Na tarde de ontem aconteceu um ato de repúdio em frente ao Buteko do Chaguinha, no Jardim América. Sarah disse nas redes sociais que as portas do estabelecimento foram fechadas e havia seis carros de polícia no local para acompanhar a manifestação.
O outro lado
O estabelecimento declarou ao UOL que pede "desculpas formais à sr. Sarah e a todos que se sentiram ofendidos com o ocorrido, firmando nosso compromisso de que nenhum ato similar a este ocorra novamente em nosso estabelecimento".
Sobre o ato de repúdio que aconteceu ontem, o Buteko do Chaguinha disse que respeita as manifestações pacíficas e "reforça a sua nota de esclarecimento, afirmando que é veementemente contra atos de racismo ou discriminação de qualquer tipo".
A nota citada pela empresa foi publicada no perfil do Instagram anteontem no qual se refere ao "incidente" e afirma que são contra "todos os tipos de discriminação", "especialmente contra a discriminação racial, repudiando atos desta natureza".
Ainda no texto, o local declarou que possui um quadro de funcionários diverso e inclusivo em todas as unidades e que tomam "verdadeiras e constantes ações pela inclusão e igualdade social, em todos os níveis".
Confira a nota na íntegra divulgada pelo local:
"Sobre o incidente que ocorreu no dia 31/10/2020, o Buteko do Chaguinha, vem em nota se manifestar para afastar qualquer mal-entendido e afirmar que é veementemente contra todos os tipos de discriminação e especialmente contra a discriminação racial, repudiando atos desta natureza.
É necessário esclarecer que, a despeito das recentes manifestações nas redes sociais, tomamos verdadeiras e constantes ações pela inclusão e igualdade social, em todos os níveis.
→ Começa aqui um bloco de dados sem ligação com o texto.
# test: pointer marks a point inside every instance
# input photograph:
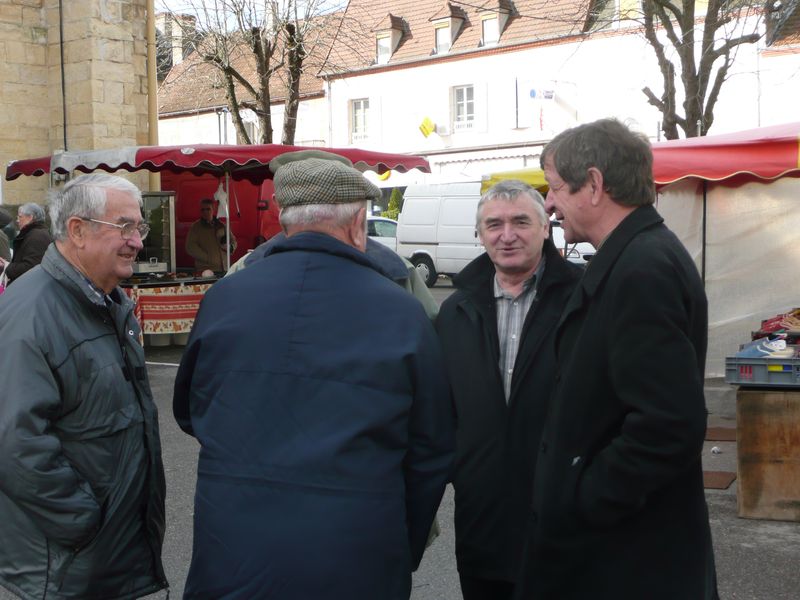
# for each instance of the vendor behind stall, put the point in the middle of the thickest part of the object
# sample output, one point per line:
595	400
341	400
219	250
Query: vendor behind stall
206	240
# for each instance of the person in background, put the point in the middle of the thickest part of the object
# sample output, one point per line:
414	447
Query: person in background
205	241
81	479
618	505
31	241
398	269
497	338
330	444
5	244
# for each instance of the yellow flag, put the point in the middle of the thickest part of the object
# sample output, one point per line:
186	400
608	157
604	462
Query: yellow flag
427	127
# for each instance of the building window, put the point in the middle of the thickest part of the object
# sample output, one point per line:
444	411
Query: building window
443	39
490	31
463	107
383	49
359	120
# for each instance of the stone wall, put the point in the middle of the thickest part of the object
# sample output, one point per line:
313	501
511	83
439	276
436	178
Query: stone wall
105	77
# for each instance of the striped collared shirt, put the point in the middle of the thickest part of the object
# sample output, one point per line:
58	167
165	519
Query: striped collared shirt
511	313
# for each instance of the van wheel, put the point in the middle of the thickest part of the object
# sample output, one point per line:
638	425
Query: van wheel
425	269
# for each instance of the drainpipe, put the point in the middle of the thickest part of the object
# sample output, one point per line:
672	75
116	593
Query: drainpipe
63	78
330	111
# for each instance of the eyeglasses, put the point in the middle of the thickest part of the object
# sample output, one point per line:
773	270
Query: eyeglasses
126	229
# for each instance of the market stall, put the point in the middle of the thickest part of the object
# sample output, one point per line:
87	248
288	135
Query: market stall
731	199
165	303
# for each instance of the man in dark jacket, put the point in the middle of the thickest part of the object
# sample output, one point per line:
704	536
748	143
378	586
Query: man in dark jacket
5	244
31	241
315	387
618	508
496	333
205	241
81	478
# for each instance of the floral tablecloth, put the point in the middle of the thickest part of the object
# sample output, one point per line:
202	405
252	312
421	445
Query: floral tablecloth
167	309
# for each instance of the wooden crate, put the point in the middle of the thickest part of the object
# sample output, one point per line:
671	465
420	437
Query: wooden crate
768	445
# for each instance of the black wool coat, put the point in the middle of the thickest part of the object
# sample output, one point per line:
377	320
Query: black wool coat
619	510
496	442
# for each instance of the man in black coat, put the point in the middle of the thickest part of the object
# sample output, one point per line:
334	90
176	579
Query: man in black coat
31	241
496	332
618	506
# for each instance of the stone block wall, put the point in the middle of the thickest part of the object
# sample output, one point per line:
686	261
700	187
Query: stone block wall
105	82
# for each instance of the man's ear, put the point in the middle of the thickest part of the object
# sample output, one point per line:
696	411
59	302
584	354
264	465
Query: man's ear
77	230
358	233
596	181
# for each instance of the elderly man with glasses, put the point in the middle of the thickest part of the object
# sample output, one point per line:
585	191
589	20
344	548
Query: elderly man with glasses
81	478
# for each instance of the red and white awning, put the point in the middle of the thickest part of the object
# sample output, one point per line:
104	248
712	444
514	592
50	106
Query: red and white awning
239	162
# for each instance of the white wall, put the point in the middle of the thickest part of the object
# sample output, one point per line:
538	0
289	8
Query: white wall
590	80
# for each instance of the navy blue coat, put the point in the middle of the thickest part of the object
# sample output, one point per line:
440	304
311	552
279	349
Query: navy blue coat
315	387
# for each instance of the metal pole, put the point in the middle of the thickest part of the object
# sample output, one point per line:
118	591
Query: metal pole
228	220
703	254
152	90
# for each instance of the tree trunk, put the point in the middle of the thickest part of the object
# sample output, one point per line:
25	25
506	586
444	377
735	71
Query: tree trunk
295	55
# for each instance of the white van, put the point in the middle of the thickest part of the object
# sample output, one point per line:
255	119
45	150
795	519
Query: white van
436	230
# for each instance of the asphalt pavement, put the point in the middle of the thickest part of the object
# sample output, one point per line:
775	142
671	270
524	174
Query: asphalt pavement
756	559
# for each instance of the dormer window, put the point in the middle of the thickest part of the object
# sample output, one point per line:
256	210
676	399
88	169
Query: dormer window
447	23
443	39
490	31
383	51
388	33
494	15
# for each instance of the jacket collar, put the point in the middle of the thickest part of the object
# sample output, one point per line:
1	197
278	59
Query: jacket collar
476	277
603	261
311	241
640	219
28	228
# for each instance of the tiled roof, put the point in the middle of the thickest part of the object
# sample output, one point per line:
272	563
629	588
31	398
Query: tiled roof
787	32
389	22
195	85
529	21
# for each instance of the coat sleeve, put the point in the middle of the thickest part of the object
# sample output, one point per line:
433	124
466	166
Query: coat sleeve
656	375
429	459
194	246
34	473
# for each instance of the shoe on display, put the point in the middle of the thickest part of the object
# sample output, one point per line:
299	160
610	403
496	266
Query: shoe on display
766	348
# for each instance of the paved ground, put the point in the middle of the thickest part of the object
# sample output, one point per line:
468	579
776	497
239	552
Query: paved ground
756	560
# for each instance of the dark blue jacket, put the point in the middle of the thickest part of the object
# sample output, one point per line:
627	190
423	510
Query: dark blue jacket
315	387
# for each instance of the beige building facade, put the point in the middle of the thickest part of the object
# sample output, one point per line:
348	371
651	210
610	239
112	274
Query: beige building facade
85	89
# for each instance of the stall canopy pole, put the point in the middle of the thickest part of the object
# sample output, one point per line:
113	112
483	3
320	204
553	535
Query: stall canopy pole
228	220
703	249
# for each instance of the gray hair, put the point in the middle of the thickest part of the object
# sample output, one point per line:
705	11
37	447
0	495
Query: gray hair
508	190
32	210
336	215
85	197
624	157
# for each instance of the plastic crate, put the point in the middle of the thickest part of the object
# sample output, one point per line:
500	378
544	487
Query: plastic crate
763	372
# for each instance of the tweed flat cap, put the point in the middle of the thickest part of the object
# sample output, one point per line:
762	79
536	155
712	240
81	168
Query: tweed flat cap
287	157
321	181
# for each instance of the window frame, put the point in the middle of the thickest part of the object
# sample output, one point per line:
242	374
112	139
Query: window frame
387	40
466	123
496	22
444	28
359	119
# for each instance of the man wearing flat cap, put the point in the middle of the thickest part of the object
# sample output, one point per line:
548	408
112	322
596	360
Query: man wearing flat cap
324	418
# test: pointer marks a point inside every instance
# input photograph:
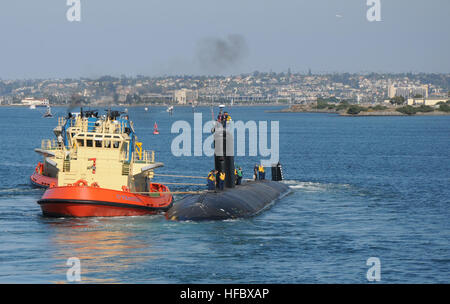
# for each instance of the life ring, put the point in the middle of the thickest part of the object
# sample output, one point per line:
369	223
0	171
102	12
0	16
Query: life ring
80	182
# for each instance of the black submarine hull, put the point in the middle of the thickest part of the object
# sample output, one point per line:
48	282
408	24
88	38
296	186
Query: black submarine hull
243	201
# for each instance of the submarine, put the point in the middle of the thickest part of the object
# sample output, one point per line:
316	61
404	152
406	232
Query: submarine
235	201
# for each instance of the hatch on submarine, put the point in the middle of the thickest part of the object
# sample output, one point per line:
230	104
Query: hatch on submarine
241	201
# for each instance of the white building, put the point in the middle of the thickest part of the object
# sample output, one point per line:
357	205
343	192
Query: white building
185	96
409	91
35	101
425	101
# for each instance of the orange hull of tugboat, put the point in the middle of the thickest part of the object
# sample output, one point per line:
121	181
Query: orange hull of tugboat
84	201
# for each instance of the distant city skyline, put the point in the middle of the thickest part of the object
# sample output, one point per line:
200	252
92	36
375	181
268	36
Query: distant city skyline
156	38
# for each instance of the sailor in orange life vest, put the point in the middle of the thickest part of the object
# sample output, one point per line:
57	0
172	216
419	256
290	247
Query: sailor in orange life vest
221	180
212	180
262	174
226	119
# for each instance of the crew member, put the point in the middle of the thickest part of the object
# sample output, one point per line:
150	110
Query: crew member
239	175
226	119
255	172
220	116
211	180
221	180
262	174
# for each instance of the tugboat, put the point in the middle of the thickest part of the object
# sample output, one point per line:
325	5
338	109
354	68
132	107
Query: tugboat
48	114
155	129
97	167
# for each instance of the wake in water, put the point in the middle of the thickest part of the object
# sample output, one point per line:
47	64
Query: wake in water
315	187
23	189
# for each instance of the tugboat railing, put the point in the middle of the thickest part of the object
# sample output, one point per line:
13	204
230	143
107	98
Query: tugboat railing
147	157
50	144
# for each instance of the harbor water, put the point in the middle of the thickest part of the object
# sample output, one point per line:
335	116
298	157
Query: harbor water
361	187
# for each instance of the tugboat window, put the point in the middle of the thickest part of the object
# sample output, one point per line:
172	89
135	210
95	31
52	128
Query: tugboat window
80	142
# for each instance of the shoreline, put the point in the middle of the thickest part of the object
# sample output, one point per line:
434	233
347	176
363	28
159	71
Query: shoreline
386	112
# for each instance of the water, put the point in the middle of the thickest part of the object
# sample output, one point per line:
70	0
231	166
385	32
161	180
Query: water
361	187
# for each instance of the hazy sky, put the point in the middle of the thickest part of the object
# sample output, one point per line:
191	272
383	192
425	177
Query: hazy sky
157	37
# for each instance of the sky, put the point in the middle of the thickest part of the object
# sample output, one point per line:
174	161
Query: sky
206	37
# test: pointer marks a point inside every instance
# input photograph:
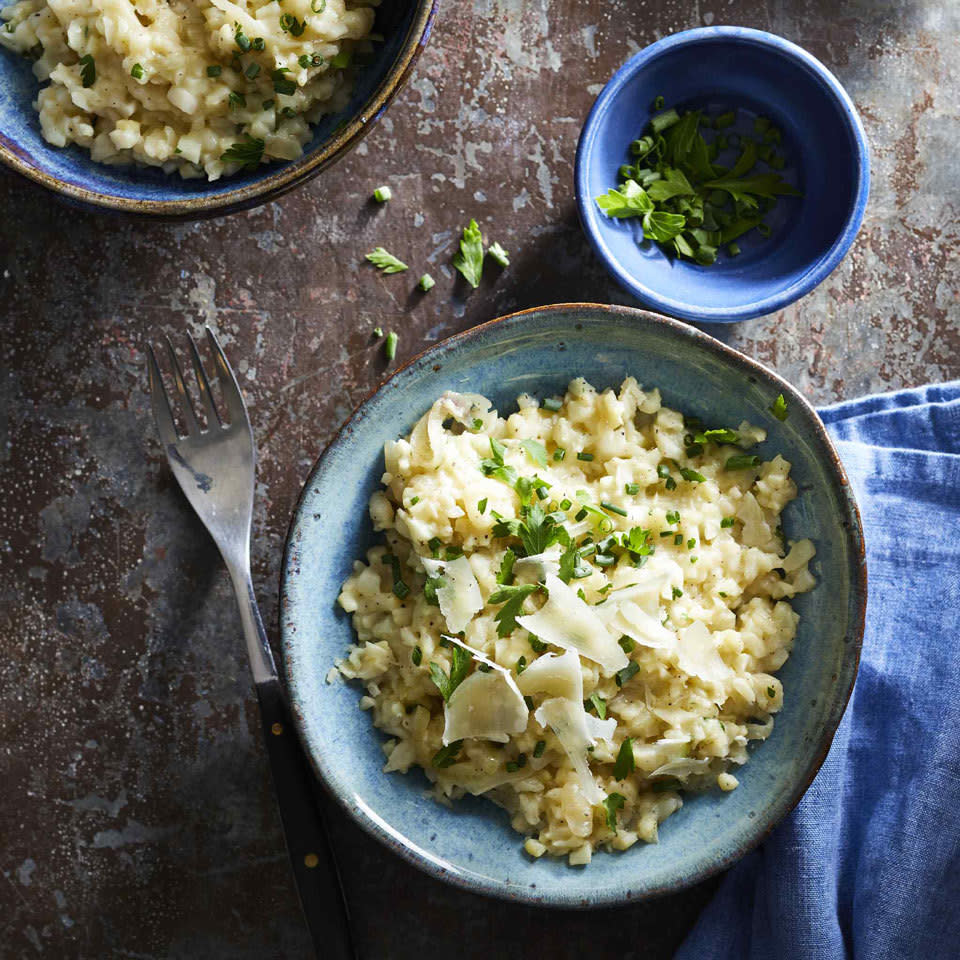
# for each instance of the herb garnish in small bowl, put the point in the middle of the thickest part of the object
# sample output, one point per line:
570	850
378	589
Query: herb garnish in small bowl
692	195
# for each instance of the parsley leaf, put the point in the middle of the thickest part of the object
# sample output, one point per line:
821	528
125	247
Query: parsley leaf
385	261
631	201
459	667
779	407
469	259
247	152
612	804
512	598
625	761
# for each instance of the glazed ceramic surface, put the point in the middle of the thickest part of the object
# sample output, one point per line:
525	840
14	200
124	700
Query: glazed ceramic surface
146	191
539	351
825	148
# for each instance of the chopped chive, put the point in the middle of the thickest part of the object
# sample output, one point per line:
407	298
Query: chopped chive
390	345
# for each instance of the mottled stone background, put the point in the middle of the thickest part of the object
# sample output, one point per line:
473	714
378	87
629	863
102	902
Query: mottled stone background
136	816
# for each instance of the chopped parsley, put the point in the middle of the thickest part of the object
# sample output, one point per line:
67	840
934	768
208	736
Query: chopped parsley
385	261
742	462
613	803
247	152
469	259
625	763
88	71
512	597
390	345
459	667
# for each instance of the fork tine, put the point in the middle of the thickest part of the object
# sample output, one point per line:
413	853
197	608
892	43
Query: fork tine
193	425
162	414
206	395
228	384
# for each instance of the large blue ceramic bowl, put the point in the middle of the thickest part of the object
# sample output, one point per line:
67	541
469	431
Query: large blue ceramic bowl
405	25
719	69
539	351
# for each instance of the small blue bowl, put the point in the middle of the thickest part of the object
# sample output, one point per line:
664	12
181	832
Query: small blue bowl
758	74
472	844
147	191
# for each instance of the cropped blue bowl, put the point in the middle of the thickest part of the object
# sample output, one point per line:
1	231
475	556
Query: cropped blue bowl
147	191
472	844
824	146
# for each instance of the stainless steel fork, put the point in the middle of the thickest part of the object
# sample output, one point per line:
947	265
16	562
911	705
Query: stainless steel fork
215	468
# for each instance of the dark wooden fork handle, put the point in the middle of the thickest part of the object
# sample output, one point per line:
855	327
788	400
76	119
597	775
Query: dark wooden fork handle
318	881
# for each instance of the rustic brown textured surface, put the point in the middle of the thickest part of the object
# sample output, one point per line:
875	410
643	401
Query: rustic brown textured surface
136	814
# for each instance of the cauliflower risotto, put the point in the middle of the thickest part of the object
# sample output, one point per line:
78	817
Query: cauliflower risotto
579	610
202	87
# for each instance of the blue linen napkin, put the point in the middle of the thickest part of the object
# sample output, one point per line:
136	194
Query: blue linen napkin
868	865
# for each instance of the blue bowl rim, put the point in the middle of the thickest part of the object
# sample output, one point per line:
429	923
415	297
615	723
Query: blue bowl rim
771	817
273	184
815	274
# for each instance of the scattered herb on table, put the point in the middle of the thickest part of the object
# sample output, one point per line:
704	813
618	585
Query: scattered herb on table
386	261
689	203
469	259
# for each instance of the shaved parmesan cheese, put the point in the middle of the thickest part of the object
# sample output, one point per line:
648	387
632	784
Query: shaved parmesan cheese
566	621
540	565
640	626
697	654
568	721
682	768
756	530
554	675
460	596
803	551
484	707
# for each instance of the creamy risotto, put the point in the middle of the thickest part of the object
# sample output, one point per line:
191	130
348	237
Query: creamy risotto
579	610
203	87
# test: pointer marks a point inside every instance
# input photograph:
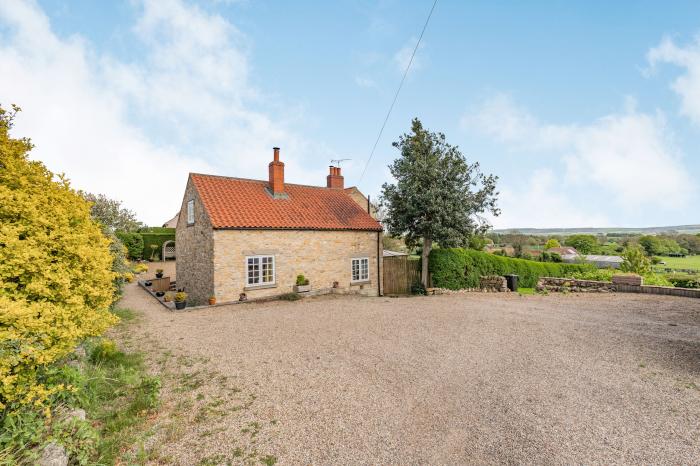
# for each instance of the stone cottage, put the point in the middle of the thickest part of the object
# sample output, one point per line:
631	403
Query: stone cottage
247	236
Temos um quadro de funcionários diverso e inclusivo em todas as nossas 3 unidades. Contamos com mulheres e negros em cargos de gerência e na gestão de pessoas. Em nossos salões atendem em todos os turnos garçons e garçonetes com diferentes cores de pele, crenças religiosas e condição social. Nossos clientes são igualmente recebidos e bem tratados durante os quase 50 anos de existência do Buteko do Chaguinha.
Nossa equipe se constitui de um time plural, com colaboradores de todas as crenças, cores, gêneros e condição sócia, e somos assim porque cultivamos diariamente uma cultura efetiva de inclusão e de igualdade.
Em 1972 iniciamos a nossa história, a qual, ao longo destes anos se misturou à história de Goiânia. Assim como nossa amada cidade estamos caminhando pelo desenvolvimento e evolução. Neste episódio isolado não poderia ser diferente e para isso viemos a público para prestar os devidos esclarecimentos, em respeito a todos os nossos clientes.
Sabemos que o racismo é um problema social estrutural e generalizado em nosso país e, portanto, não nos isentamos de nossa responsabilidade como organização social em agir e combater efetivamente o racismo em nossa sociedade."